Sin dai suoi
inizi, la Tradizione viva della Chiesa, come testimonia la Didaché,
il più antico scritto cristiano non biblico, ha riproposto in modo
categorico il comandamento "non uccidere": "Vi sono
due vie, una della vita e l'altra della morte; vi è una grande
differenza fra di esse… Non ucciderai… non farai perire il
bambino con l'aborto né lo ucciderai dopo che è nato… La via
della morte è questa… non hanno compassione per il povero, non
soffrono con il sofferente, non riconoscono il loro Creatore,
uccidono i loro figli e con l'aborto fanno perire le creature di
Dio; allontanano il bisognoso, opprimono il tribolato, sono avvocati
dei ricchi e giudici ingiusti dei poveri; sono pieni di ogni
peccato. Possiate star sempre lontani, o figli, da tutte queste
colpe".
Procedendo nel tempo, la stessa Tradizione
della Chiesa ha sempre unanimemente insegnato il valore assoluto e
permanente del comandamento "non uccidere". E' noto che,
nei primi secoli, l'omicidio veniva posto fra i tre peccati più
gravi insieme all'apostasia, cioè, al rifiuto della fede cristiana,
e all'adulterio e si esigeva una penitenza pubblica particolarmente
gravosa e lunga prima che all'omicida pentito venissero concessi il
perdono e la riammissione nella comunione ecclesiale.

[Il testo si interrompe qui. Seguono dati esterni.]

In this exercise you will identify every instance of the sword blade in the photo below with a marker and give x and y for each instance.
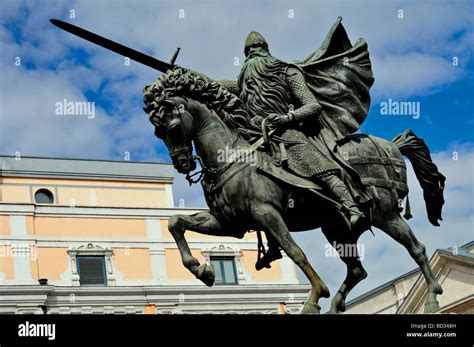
(113, 46)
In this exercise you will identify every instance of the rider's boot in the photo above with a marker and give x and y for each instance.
(340, 190)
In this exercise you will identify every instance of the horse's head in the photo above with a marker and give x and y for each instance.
(168, 102)
(174, 125)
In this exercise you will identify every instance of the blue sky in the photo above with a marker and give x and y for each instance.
(412, 61)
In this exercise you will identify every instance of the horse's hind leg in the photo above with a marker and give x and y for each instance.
(401, 232)
(355, 270)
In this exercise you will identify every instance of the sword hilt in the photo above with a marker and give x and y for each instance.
(175, 55)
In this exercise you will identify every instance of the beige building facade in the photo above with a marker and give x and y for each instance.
(91, 236)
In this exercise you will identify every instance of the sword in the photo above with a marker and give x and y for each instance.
(117, 47)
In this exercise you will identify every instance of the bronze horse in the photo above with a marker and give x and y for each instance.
(188, 109)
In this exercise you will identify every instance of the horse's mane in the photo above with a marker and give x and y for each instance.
(188, 84)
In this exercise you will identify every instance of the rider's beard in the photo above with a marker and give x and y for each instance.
(263, 86)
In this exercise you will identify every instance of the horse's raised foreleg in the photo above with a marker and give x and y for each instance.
(355, 270)
(271, 221)
(401, 232)
(202, 222)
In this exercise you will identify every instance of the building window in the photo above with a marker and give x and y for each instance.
(91, 270)
(225, 270)
(44, 196)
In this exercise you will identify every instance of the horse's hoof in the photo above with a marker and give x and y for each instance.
(311, 309)
(267, 259)
(338, 304)
(206, 274)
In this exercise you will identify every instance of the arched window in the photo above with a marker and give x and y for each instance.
(44, 196)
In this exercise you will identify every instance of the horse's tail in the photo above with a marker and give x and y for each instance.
(431, 180)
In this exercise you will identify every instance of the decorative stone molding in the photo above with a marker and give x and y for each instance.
(293, 308)
(29, 310)
(168, 310)
(225, 251)
(92, 250)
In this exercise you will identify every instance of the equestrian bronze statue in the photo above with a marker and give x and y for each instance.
(293, 158)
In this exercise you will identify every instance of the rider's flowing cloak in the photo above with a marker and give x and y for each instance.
(340, 76)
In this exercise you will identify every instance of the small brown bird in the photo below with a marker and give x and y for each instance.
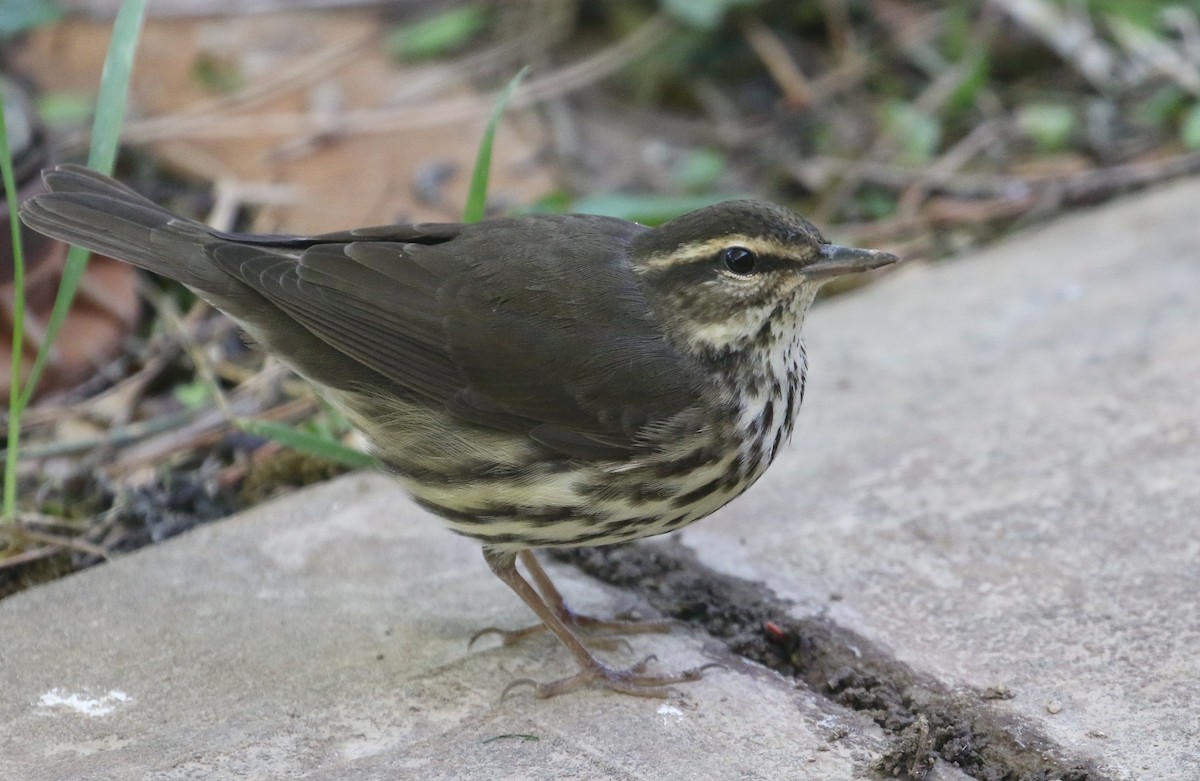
(543, 380)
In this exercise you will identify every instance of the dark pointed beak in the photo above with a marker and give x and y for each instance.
(834, 262)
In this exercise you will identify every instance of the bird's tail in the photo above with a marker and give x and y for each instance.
(102, 215)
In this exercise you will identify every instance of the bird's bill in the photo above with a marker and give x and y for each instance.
(837, 260)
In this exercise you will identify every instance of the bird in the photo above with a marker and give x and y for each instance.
(538, 380)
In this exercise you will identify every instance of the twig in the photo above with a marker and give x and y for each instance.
(400, 118)
(778, 61)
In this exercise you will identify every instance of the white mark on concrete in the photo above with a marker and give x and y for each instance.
(84, 703)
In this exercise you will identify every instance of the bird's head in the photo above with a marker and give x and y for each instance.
(725, 277)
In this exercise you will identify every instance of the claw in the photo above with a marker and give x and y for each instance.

Vi sono situazioni in cui valori proposti
dalla legge di Dio sembrano in contrasto tra loro, come la legittima
difesa in cui il diritto a proteggere la propria vita e il dovere di
non ledere quella dell'altro risultano difficilmente componibili. Il
valore della vita e il dovere di portare amore a se stessi non meno
che agli altri fondano un vero diritto alla propria difesa. Lo
stesso precetto dell'amore per gli atri, enunciato nell'antico
testamento e confermato da Gesù, suppone l'amore per se stessi
quale termine di confronto: "Amerai il prossimo tu come te
stesso" (Mc 12,31). Al diritto di difendersi dunque, nessuno
potrebbe rinunciare per scarso amore alla vita o a se stesso, ma
solo in forza di un amore eroico, secondo lo spirito delle
beatitudini evangeliche e l'esempio sublime dato dallo stesso Gesù.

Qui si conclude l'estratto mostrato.